Rate limiting helps you control how often your Neurons can be called.

Rate Limiting settings in the Neuron Settings page

Rate Limiting Rules

You can define as many rate limiting rules as you want. Each rule can have a different limit and time period. Rules are executed in order, and the first match blocks the request.

To speed up execution, rate limiting rules are cached for a few minutes. If you need to deploy an immediate change, we recommend creating and deploying a new version of your Neuron.

Metrics and Scopes

Rate limiting rules can be defined using the following metrics:

MetricDescription
RequestsThe number of requests made to the Neuron.
TokensThe number of tokens processed by the Neuron, across all AI providers calls.
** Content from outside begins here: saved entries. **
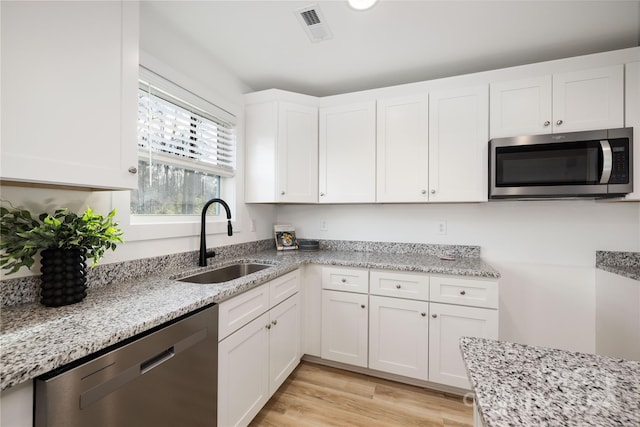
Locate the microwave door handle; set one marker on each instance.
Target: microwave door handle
(607, 161)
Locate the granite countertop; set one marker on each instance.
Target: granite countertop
(626, 264)
(521, 385)
(35, 339)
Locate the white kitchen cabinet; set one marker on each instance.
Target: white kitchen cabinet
(347, 153)
(16, 406)
(402, 149)
(398, 336)
(632, 119)
(617, 316)
(281, 153)
(69, 93)
(256, 357)
(345, 327)
(564, 102)
(243, 373)
(458, 144)
(448, 323)
(284, 341)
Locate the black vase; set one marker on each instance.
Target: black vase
(64, 277)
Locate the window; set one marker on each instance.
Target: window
(185, 150)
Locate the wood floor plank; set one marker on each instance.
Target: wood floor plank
(320, 396)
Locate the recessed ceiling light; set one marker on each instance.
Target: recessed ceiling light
(361, 4)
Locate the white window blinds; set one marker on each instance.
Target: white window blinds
(176, 132)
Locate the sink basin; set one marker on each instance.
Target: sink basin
(224, 274)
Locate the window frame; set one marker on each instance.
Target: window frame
(150, 227)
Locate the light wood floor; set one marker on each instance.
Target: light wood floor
(316, 395)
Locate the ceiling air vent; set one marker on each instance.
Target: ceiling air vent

Tokens are mixed across all AI providers calls, and are not specific to a single provider. Each provider counts tokens slightly differently, and is not normalized.

Rate limiting rules are also defined by a scope:

ScopeDescription
TotalThe total number of the chosen Metrics
Per IPThe number of the chosen Metrics per IP address
Per UserThe number of the chosen Metrics per user

Per User is only enforced if you are using JWT Authentication with a username property path defined, otherwise it will be ignored. See Access Control for more information.

What happens when a request is being rate limited?

When a request is being rate limited, the Neuron will return a 429 HTTP status code and an error message. Make sure to handle this error in your application.

You can monitor rate limit hits and usage patterns through the execution logs to fine-tune your rate limiting rules.